Das Strafgericht Basel-Stadt sprach X.________ am 16. Dezember 2010 vom Vorwurf der fahrlässigen schweren Körperverletzung und der mehrfachen groben Verletzung der Verkehrsregeln frei. A.________ verurteilte es wegen fahrlässiger schwerer Körperverletzung und mehrfacher grober Verletzung der Verkehrsregeln zu einer bedingten Geldstrafe von 47 Tagessätzen zu Fr. 30.-- und zu Fr. 300.-- Busse.
Die Staatsanwaltschaft Basel-Stadt appellierte gegen den Freispruch von X.________. Das Appellationsgericht des Kantons Basel-Stadt sprach sie am 29. Mai 2012 wegen fahrlässiger schwerer Körperverletzung und mehrfacher einfacher Verletzung der Verkehrsregeln schuldig.

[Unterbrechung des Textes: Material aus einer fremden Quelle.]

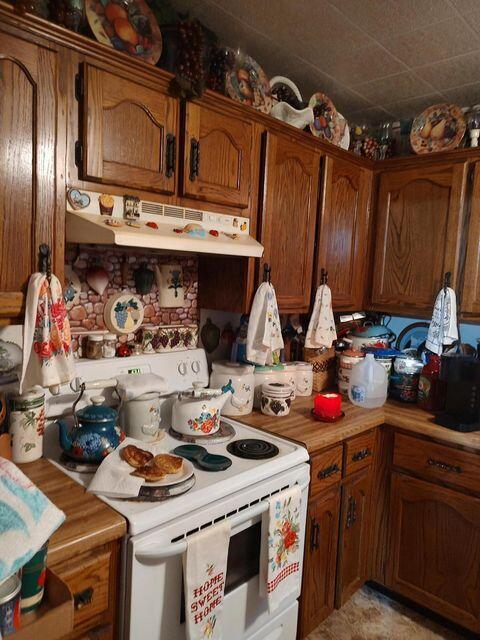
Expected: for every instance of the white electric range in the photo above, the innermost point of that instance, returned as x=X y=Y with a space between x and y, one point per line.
x=152 y=593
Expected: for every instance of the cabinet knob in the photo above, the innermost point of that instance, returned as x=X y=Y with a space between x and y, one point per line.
x=194 y=159
x=83 y=598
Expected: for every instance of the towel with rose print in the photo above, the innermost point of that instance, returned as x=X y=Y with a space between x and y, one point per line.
x=47 y=351
x=204 y=570
x=281 y=549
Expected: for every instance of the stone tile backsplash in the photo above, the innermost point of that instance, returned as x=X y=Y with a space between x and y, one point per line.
x=87 y=315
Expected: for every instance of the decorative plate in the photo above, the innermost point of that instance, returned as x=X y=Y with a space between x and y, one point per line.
x=129 y=27
x=439 y=128
x=123 y=313
x=344 y=133
x=248 y=84
x=326 y=123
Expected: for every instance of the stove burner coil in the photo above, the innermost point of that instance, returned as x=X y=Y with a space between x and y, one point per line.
x=252 y=449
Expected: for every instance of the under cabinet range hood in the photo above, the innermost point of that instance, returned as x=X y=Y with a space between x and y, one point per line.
x=130 y=222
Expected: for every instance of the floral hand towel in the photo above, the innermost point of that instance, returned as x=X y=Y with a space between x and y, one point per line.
x=321 y=329
x=264 y=337
x=281 y=553
x=47 y=352
x=205 y=571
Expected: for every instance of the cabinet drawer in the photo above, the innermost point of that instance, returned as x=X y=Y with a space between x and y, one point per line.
x=88 y=579
x=437 y=462
x=359 y=452
x=326 y=469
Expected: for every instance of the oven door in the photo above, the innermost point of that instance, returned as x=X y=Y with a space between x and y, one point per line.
x=154 y=606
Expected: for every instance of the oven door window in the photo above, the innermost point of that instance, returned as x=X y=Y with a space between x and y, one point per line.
x=243 y=560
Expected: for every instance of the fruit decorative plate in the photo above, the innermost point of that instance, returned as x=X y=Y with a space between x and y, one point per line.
x=439 y=128
x=326 y=123
x=248 y=84
x=123 y=313
x=127 y=26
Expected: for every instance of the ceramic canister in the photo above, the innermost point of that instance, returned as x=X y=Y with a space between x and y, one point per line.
x=348 y=359
x=267 y=373
x=304 y=379
x=140 y=418
x=33 y=580
x=10 y=605
x=276 y=398
x=27 y=425
x=290 y=375
x=242 y=379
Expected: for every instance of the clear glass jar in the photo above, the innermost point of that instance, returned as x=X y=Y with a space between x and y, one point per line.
x=109 y=345
x=95 y=347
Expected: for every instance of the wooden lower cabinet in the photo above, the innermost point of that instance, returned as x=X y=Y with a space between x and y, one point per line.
x=318 y=589
x=434 y=557
x=354 y=536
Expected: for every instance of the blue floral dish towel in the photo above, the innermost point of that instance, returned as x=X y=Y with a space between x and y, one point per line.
x=27 y=519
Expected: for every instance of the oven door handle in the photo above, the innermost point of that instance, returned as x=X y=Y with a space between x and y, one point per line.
x=157 y=553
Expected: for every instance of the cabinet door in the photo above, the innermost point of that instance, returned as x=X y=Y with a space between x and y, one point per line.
x=418 y=237
x=217 y=156
x=471 y=282
x=28 y=110
x=288 y=218
x=343 y=232
x=129 y=133
x=435 y=549
x=318 y=588
x=354 y=536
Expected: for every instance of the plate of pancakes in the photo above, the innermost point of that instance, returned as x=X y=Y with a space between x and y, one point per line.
x=161 y=470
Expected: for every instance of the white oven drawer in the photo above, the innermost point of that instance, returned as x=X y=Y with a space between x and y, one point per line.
x=283 y=627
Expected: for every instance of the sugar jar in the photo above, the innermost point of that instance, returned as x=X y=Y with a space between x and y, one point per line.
x=304 y=379
x=276 y=398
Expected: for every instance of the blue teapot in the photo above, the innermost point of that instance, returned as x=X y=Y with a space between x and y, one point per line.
x=95 y=433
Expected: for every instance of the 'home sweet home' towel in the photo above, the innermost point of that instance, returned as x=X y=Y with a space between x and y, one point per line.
x=205 y=568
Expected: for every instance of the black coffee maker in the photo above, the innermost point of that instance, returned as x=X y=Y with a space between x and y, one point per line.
x=462 y=405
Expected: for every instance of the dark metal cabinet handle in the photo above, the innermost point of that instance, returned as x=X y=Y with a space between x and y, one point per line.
x=171 y=155
x=445 y=466
x=361 y=455
x=328 y=471
x=314 y=535
x=351 y=512
x=83 y=598
x=194 y=159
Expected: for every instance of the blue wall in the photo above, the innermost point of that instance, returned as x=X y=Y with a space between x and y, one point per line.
x=468 y=332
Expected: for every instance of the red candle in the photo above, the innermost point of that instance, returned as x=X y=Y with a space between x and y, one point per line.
x=328 y=405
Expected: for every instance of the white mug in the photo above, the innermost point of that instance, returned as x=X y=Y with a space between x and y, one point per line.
x=27 y=425
x=171 y=290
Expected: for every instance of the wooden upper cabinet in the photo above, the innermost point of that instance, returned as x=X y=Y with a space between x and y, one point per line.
x=471 y=282
x=28 y=111
x=217 y=156
x=343 y=232
x=435 y=555
x=287 y=227
x=418 y=234
x=129 y=133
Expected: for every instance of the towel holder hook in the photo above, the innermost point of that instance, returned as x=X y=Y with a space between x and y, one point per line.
x=267 y=273
x=45 y=260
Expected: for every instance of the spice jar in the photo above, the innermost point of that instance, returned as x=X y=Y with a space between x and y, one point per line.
x=109 y=345
x=405 y=377
x=95 y=347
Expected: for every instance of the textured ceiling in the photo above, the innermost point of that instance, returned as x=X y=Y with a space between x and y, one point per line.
x=377 y=59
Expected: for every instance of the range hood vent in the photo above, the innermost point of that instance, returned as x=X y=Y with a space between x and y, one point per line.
x=175 y=229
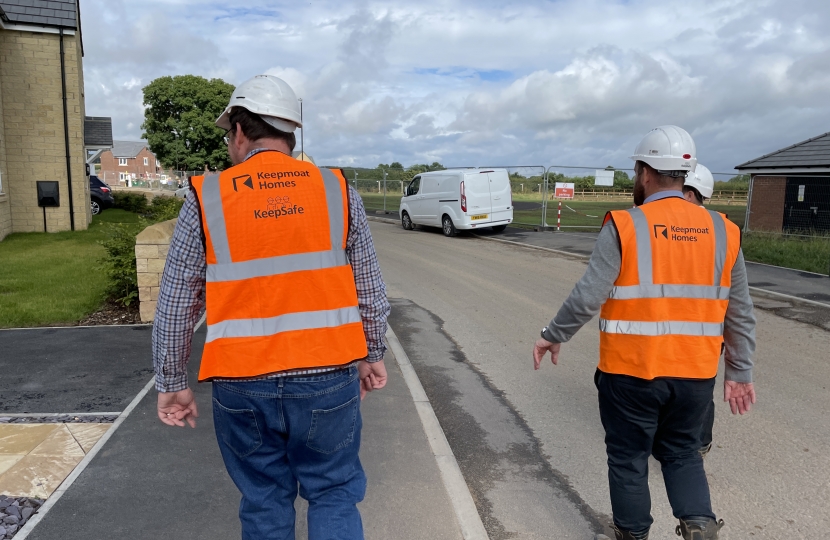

Von einer Bestrafung nahm das Gericht gestützt auf Art. 54 StGB Umgang.
C.
X.________ erhebt Beschwerde in Strafsachen. Sie beantragt, das angefochtene Urteil sei aufzuheben, und sie sei vollumfänglich freizusprechen. Eventualiter sei die Sache zur neuen Beurteilung an die Vorinstanz zurückzuweisen. Hinsichtlich Schadenersatz und Genugtuung sei der Entscheid der Vorinstanz zu bestätigen, wobei die Haftungsquote von 100 % ausdrücklich im Urteilsdispositiv festzulegen sei.
Erwägungen:
1.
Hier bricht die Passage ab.